A 2020 document by the local authorities ordered that they should be “Sinicized” too. Nothing however happened in Najiaying until May 27, when all of a sudden workers with cranes, scaffolds, and bulldozers entered the mosque area, accompanied by no less than 400 anti-riot police.
The deployment of the impressive police force showed that protests were expected, but their size surprised the authorities. Rumors started circulating in the crowd that the CCP had decided to demolish the whole mosque, although police officers insisted that only the “Arabic” dome and the minarets should go.
Nonetheless, thousands of Hui Muslims gathered and clashed with the police, who had to shortly retreat on May 28 before coming back with even more agents. According to one netizen, the total number of police and military in Najiaying has now reached 5,000, and the Internet in the area has been shut down.
Dozens of people have been arrested but the police gave an ultimatum warning that protesters should surrender by June 6 and may thus hope for a “more lenient punishment,” while at that date they will be dispersed by force and arrested en masse, and will face long jail penalties.
At the same time, the police is visiting all homes in Shadian, explaining to citizens that the local Grand Mosque will be “rectified” in June and will become “more beautiful.” They are being warned not to protest—or else.
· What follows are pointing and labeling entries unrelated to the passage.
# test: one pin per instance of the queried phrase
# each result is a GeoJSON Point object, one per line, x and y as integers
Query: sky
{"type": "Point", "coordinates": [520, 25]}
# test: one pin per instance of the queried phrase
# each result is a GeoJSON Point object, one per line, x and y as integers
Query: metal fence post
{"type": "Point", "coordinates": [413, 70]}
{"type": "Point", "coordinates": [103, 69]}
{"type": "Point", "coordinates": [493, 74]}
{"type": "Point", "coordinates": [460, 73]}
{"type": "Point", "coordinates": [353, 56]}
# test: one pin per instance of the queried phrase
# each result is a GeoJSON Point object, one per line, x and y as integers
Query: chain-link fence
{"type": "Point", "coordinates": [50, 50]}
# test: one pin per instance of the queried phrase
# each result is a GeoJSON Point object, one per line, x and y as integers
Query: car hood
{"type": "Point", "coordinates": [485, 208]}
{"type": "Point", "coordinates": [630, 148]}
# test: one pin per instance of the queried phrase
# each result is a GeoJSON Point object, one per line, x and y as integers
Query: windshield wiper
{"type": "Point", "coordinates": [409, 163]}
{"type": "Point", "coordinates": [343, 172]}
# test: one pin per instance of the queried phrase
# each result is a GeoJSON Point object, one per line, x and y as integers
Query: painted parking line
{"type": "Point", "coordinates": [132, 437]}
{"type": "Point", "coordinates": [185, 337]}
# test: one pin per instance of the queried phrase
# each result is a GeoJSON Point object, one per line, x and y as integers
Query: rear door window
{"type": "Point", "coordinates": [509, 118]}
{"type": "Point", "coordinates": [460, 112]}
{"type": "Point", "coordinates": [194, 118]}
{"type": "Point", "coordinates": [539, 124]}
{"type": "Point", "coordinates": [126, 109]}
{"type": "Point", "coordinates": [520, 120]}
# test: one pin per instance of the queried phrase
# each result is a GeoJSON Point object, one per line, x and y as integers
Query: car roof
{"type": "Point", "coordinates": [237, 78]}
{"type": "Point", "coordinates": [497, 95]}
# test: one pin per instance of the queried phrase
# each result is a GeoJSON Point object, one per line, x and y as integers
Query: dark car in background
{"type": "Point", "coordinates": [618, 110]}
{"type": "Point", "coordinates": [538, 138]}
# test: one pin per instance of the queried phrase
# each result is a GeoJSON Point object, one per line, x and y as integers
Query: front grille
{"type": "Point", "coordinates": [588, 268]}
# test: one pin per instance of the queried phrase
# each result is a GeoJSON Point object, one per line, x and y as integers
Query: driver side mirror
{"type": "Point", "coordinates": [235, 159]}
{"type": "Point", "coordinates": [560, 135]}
Hui Muslims, who are ethnically Han Chinese, were traditionally contrasted with Uyghurs by the CCP and presented as the “good” Muslims loyal to the Party. However, the “Sinicization” process has hit even this quintessentially Chinese Muslim community, generating displeasure and resistance. No segment of Chinese religion is immune from Xi Jinping’s policy of increased surveillance and repression.